Hey you at the back: wipe that smile off your face.

Speaker Lockwood Smith did not couch his warnings in quite such authoritarian tones as he struggled to impose some vestige of discipline on a Parliament which was yesterday in one of its more juvenile moods.

Smith is far too polite to lecture in such schoolmasterly fashion. But he was exasperated.

"I say to some of the members at the back of the chamber I do not expect to be laughed at like that," the Speaker spluttered after National backbenchers had done just that - laugh - when he had asked for a little courtesy to be shown to Labour's Chris Hipkins.

Smith pleaded that the Labour MP was doing nothing more than trying to ask a supplementary question. In National's eyes, however, the Rimutaka MP's crime has been to do a lot more by asking a few too many written parliamentary questions on things like ministerial travel and accommodation.

That has made him fair game in an environment where MPs hunt in packs otherwise known as political parties.

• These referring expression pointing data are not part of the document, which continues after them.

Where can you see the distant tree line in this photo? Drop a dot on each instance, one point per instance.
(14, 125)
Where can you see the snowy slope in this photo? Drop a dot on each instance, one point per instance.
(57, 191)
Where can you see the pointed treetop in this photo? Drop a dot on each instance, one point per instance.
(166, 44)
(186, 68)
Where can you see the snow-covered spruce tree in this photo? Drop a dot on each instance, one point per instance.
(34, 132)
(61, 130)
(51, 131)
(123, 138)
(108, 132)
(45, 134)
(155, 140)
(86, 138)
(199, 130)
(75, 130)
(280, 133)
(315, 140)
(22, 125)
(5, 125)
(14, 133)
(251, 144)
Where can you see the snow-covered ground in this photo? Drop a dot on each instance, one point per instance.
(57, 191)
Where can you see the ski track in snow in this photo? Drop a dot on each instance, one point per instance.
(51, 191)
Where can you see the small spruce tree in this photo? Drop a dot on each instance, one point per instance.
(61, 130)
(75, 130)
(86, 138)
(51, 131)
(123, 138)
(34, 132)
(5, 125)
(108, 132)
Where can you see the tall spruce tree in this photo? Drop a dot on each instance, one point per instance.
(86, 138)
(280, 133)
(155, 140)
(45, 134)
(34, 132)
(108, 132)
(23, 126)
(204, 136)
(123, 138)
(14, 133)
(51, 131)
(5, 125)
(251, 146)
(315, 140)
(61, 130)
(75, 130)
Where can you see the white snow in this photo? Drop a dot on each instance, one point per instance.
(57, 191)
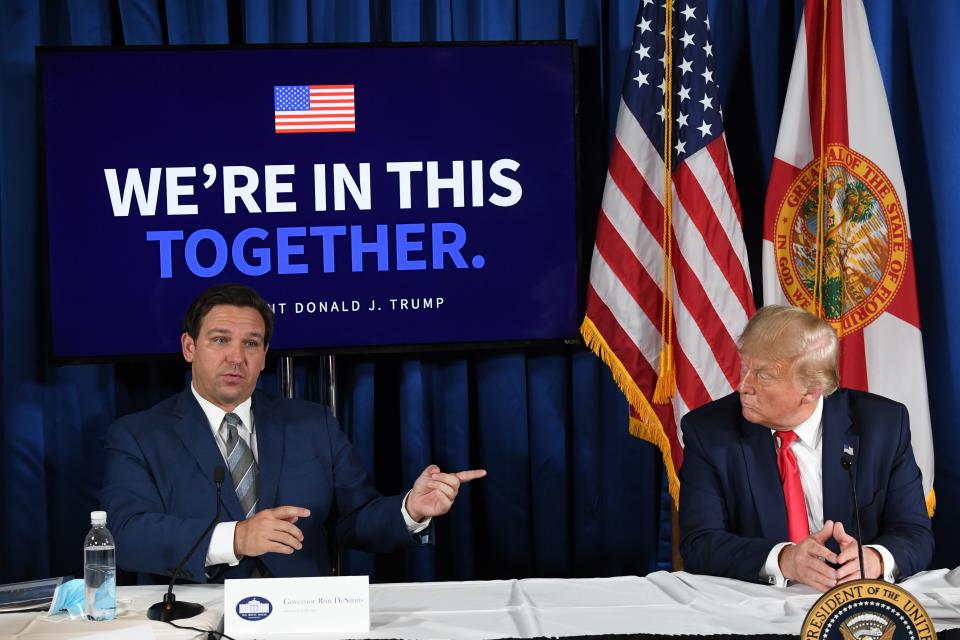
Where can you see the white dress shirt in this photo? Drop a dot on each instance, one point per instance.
(220, 550)
(807, 449)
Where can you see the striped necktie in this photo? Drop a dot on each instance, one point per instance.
(243, 468)
(797, 526)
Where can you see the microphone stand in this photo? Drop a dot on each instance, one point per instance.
(846, 459)
(169, 609)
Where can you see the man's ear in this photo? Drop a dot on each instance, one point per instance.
(188, 346)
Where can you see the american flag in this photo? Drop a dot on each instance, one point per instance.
(709, 275)
(314, 108)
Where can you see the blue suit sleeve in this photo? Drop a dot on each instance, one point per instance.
(904, 527)
(707, 544)
(365, 520)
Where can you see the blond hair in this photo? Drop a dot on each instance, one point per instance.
(796, 338)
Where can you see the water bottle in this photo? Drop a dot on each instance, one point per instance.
(99, 570)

Making him an even easier target to hit is Hipkins' fortune (or misfortune) to have the boyish good looks of the kind of wholesome American teenager who used to inhabit 1960s television programmes like The Dick Van Dyke Show or My Three Sons.

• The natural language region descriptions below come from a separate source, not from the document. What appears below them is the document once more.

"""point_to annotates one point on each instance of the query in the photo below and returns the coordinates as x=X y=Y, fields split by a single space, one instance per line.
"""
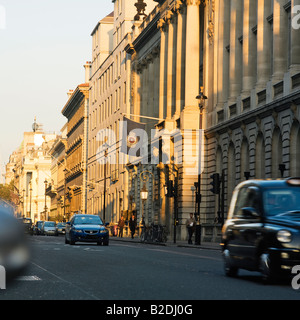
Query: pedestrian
x=132 y=225
x=190 y=224
x=121 y=226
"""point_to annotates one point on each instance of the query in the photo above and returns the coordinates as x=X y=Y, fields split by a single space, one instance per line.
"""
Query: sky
x=43 y=47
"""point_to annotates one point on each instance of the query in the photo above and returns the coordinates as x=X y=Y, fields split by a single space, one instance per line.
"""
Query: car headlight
x=284 y=236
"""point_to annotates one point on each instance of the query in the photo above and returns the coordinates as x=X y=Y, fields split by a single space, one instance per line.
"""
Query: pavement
x=169 y=243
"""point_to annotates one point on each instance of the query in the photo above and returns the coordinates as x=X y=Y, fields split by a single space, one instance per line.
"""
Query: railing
x=154 y=233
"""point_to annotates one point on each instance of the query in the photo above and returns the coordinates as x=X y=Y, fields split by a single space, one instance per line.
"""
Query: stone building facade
x=109 y=101
x=246 y=56
x=76 y=112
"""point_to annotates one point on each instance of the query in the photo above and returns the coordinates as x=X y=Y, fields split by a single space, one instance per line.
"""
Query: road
x=133 y=271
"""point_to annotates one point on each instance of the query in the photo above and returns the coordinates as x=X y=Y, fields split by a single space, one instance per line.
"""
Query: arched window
x=260 y=157
x=244 y=158
x=295 y=150
x=276 y=153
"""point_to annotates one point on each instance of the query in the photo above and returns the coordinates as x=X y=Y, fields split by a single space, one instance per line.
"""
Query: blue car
x=86 y=228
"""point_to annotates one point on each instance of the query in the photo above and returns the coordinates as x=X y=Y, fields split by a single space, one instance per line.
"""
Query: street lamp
x=201 y=100
x=30 y=189
x=144 y=197
x=106 y=146
x=46 y=182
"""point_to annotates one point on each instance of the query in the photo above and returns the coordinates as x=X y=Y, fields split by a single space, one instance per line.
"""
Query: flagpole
x=136 y=115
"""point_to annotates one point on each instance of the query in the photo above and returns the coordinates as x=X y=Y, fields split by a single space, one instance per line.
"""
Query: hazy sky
x=43 y=47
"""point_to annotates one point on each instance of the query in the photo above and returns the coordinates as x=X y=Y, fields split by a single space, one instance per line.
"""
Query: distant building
x=76 y=112
x=56 y=188
x=30 y=165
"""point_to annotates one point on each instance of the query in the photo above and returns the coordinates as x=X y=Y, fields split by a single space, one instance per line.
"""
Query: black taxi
x=262 y=230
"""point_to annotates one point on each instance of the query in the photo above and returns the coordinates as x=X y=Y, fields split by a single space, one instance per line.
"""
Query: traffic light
x=170 y=190
x=215 y=183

"You don't send a boy to do a man's job," interjected one unidentifiable National MP as Hipkins shrugged off the name-calling which ran from "water boy", "orange boy", "Master Hipkins" through to "Chippie", the moniker by which Labour colleagues affectionately refer to him.

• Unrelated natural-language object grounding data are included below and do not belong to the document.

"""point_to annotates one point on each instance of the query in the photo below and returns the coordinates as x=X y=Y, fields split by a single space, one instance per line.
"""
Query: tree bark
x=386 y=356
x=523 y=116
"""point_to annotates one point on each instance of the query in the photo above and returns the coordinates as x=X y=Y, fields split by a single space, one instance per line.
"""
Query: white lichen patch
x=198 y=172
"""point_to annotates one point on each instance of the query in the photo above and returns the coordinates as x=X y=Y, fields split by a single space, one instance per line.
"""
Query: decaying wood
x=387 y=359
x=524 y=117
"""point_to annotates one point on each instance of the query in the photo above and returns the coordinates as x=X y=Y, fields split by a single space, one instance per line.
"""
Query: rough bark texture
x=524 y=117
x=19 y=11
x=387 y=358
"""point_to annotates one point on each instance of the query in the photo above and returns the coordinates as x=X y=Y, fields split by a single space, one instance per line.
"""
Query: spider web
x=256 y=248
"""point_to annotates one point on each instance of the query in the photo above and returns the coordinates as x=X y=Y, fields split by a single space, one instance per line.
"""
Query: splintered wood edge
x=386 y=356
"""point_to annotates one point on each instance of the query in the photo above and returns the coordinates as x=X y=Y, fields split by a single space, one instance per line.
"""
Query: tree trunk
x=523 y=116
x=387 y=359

Hipkins' torment, however, extended beyond question-time into the following free-for-all general debate.

First up was National heavy-hitter Gerry Brownlee, who had been perusing Labour blogsites. Brownlee had come across a proposal on the Labour Party's official site for members to use the symbolism of Labour Day to hold fund-raising parties up and down the country.

He may have been stretching things, but this was good enough for Brownlee to proclaim that it was "barbecue season" in the Labour Party once again. "Barbecue season" is a reference to a barbecue held at Phil Goff's home back in the 1990s attended by members of the Labour caucus at a time when Helen Clark's leadership was under question. Goff may be having problems as leader, but he is not spit-roast material yet.

Brownlee found better material in an item Hipkins had posted on Red Alert, the blogsite reserved for Labour MPs.

Hipkins had made the classic error of thinking aloud about the huge gap in the polls between his party and National.

"Kiwis are fair minded people and will be willing to give them [National] a fair go at the job before they pass judgment." Hipkins wrote last weekend. "I expect that will be reflected in the opinion polls for most of the current parliamentary term. I would be very surprised if we make much of a dent in the poll gap before election year."

Brownlee had a field day repeating the quotes to delighted colleagues.

For the hapless Hipkins, it was a lesson in why politicians are less than honest even when the wheels are falling off the political vehicle in which they are travelling: that things are always going swimmingly well no matter how bleak and desperate the reality.